Admitted 20 February, 1667-8.

Fourth son of John Cairnes of Parsonstown, co. Tyrone. He practised as a lawyer in Londonderry, where he was a person of property and influence; but his title to distinction is the part he took in the defence of that city when, threatened by Tyrconnell's troops in 1688. It was he who went on a mission to London to William III. to procure aid, and it was greatly by his vigorous action in command of a regiment that the place was saved from surrender. At the end of the war he was returned member for Londonderry. He became also Recorder of the city. He died in 1772, and was buried in the Cathedral church.


CAIRNES, JOHN ELLIOT.
Political Economist.
1823-1875.

Admitted 3 May, 1855.

Eldest son of William Cairnes, brewer, of Drogheda. Born at Castle Bellingham, Louth, 26 Dec. 1823. He graduated B.A. at Dublin in 1848, and M.A. in 1854, and in 1856 won the Whately Professorship of Political Economy there, which he held for five years. He was called to the Irish Bar in 1857. In 1866 he was appointed Professor of Political Economy at University College, London, but becoming an invalid settled at Blackheath in 1870, where he was a near neighbour of John Stuart Mill, whose friendship he enjoyed. In 1873 he published a volume of Political Essays, and also Essays on Political Economy. He was greatly interested in the Slave questions of America, on which he wrote powerful pamphlets in 1862 and 1863, also on Education in Ireland, and Woman's Suffrage, on which he published his views. His feeble health, however, prevented his undertaking continuous literary labour.

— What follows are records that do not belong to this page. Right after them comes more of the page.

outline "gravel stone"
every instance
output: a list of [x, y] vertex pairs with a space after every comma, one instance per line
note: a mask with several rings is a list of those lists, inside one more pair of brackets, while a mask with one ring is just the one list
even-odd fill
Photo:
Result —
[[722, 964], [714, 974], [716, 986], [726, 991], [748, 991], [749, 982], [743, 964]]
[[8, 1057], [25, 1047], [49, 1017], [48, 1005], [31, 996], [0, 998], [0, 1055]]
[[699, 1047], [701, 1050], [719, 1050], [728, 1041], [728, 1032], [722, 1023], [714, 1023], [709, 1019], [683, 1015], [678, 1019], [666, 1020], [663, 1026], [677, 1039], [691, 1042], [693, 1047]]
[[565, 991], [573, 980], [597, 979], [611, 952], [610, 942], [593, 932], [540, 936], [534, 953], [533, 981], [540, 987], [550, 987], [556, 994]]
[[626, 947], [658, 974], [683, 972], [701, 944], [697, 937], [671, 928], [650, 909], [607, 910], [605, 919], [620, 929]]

CAIRNS, HUGH McCALMONT, first EARL CAIRNS.
1819—1885.

Admitted 5 January, 1844.

Second son of William Cairns of Cultra, co. Down. He was educated at Dublin University, where he took a first class in Classics. He was admitted to the Middle Temple from Lincoln's Inn where he had kept all his terms, and was called to the Bar at the Middle Temple 26 Jan. 1844. In July, 1852, he entered Parliament as member for Belfast, and in 1856 took silk and became a Bencher of Lincoln's Inn. In Feb. 1858, he was appointed Solicitor-General and knighted, and from that time, besides enjoying an enormous practice at the Bar, became a conspicuous figure in political life. In 1866 he was appointed Attorney-General, and in the following year was raised to the House of Lords, where he took an active part in the debates on the Reform Bill. In Feb. 1868, during Mr. Disraeli's ministry, he became Lord Chancellor in succession to Lord Chelmsford. On a change of Government in the following year he led the Opposition in the House of Lords. When the Conservatives came into office again in 1874 he resumed the office of Chancellor, and held it till the Conservative defeat in 1880, after which he took a comparatively small part in public affairs, his health greatly failing. He lived much on the Riviera and at Bournemouth, where he died 2 April, 1885, with the reputation of being the "first lawyer of his time." His Decisions on the Albert Arbitration Cases were reported by Francis S. Reilly, 1871—75.